Que l’on parle d’AIFi, de principe des circuits financiers (note 2), ou de puce financière (FinChip), l’essentiel est d’intégrer de façon native les principes fondamentaux de l’IA, de la crypto et de la finance, afin de construire un système de valeur et un mécanisme de gouvernance rationnels du point de vue du futur. La « pensée native IA » constitue à ce stade une logique abstraite et contre-intuitive, comme mentionné précédemment : « L’IA suit les principes premiers, le principe du chemin le plus court vers la valeur énergétique, et celui de l’efficacité maximale ». C’est précisément ce défi cognitif qui constitue le cœur de la difficulté actuelle pour tous ceux qui conçoivent et mettent en œuvre les nouveaux paradigmes commerciaux.
Au début de l’explosion actuelle de l’IA, déclenchée en février par OpenClaw, j’ai discuté avec plusieurs entrepreneurs d’une prédiction : la transformation des entreprises via l’IA (« IA+ ») sera radicalement différente de celle induite par l’internet (« internet+ »).
En raison de la rapidité de développement de l’IA, de son abstraction intrinsèque, et de son couplage profond avec les processus opérationnels, il sera très difficile, pendant une longue période (au moins deux ans), de produire une méthodologie industrielle efficace ou des conseils spécialisés généralisables. La pression exercée par cette courbe exponentielle demeurera constante, constituant un défi majeur pour tous les scientifiques, ingénieurs et entrepreneurs. Le processus de transition de paradigme sera donc entièrement inédit, sans précédent historique.

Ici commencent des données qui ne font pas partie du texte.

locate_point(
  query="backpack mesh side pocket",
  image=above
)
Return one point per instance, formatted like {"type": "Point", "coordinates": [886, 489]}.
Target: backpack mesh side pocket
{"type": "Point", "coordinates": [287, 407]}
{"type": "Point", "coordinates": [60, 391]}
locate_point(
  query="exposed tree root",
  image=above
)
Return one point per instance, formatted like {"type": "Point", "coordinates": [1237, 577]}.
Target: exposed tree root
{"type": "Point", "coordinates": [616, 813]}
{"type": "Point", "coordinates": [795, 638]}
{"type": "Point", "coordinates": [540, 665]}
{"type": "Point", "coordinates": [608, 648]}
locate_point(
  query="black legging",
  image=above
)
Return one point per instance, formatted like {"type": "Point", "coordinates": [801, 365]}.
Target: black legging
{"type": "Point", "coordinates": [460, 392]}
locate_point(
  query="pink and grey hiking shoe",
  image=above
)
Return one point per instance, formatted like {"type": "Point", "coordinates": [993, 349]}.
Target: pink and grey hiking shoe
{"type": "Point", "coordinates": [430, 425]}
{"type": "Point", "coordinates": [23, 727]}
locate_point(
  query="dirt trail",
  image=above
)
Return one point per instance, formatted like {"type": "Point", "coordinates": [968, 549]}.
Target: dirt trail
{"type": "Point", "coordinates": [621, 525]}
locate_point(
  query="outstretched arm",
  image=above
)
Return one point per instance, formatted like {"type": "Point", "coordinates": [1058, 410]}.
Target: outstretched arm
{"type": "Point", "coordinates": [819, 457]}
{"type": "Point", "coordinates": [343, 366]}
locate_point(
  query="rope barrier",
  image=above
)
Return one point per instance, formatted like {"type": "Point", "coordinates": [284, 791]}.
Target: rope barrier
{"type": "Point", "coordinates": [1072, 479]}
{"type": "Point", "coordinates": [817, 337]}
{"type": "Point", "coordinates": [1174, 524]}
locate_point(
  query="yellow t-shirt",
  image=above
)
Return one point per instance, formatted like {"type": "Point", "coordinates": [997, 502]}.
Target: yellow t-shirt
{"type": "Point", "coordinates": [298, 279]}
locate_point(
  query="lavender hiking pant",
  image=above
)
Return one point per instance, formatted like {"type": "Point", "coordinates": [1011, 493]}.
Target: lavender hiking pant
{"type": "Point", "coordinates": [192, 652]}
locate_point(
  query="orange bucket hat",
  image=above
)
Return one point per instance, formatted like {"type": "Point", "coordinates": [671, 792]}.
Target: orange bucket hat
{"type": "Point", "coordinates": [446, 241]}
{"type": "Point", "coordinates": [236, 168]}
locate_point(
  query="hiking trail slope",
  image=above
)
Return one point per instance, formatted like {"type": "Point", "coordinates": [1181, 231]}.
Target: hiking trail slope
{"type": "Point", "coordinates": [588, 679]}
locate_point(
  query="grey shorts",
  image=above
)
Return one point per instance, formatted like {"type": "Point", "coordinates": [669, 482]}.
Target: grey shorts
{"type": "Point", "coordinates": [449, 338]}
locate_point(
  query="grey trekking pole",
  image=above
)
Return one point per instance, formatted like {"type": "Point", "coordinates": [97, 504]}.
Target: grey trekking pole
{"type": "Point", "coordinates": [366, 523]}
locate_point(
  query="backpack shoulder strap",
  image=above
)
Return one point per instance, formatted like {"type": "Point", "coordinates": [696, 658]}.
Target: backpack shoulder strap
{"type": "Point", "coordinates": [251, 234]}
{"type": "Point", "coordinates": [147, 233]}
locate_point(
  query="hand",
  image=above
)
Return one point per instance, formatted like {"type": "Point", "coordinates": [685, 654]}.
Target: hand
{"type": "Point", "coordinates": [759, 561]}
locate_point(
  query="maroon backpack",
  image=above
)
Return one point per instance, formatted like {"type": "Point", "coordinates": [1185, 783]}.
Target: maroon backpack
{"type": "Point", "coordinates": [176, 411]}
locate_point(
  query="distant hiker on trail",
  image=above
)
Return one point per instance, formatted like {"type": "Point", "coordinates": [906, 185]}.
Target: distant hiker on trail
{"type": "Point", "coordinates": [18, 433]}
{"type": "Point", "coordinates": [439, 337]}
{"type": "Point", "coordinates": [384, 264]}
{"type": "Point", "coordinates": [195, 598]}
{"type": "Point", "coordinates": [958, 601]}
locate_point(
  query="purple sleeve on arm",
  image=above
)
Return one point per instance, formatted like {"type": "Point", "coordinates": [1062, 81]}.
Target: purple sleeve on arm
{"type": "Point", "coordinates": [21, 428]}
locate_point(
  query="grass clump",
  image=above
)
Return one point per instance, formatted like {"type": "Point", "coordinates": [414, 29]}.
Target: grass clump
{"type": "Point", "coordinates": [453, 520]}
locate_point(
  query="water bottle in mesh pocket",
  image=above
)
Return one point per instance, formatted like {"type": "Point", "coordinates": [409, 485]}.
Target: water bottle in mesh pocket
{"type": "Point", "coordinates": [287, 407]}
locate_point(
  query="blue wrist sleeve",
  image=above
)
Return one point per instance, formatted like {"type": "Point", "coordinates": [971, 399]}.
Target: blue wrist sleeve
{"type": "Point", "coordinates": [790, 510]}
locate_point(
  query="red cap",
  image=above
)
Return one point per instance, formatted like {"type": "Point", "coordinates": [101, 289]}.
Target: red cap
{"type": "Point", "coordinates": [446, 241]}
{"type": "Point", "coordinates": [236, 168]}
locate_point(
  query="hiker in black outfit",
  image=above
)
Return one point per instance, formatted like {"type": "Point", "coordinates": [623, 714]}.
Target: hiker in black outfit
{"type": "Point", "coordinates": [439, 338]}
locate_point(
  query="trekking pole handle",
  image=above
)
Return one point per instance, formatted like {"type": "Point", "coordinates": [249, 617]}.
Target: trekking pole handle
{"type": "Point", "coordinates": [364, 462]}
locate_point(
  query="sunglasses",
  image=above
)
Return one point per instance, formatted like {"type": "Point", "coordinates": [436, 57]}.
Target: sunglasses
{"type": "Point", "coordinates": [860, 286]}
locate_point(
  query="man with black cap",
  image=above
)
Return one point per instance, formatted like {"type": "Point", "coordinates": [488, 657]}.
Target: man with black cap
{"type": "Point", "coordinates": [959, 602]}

Note1 : Il s’agit d’une loi historique universelle. Une nouvelle force productive naît au sein des rapports de production de l’ère précédente. Durant sa phase initiale, elle s’adapte temporairement à ces rapports de production antérieurs, jusqu’à ce que la contradiction devienne insurmontable, ce qui provoque alors l’émergence d’un nouveau type de rapports de production, progressivement substitué à l’ancien, afin de former une ère entièrement cohérente avec la force productive nouvellement apparue.
Note2 :<Circuits financiers et principes des modèles économiques Web3>, rédigé en octobre 2022, établit une analogie entre la valeur financière future et les circuits physiques.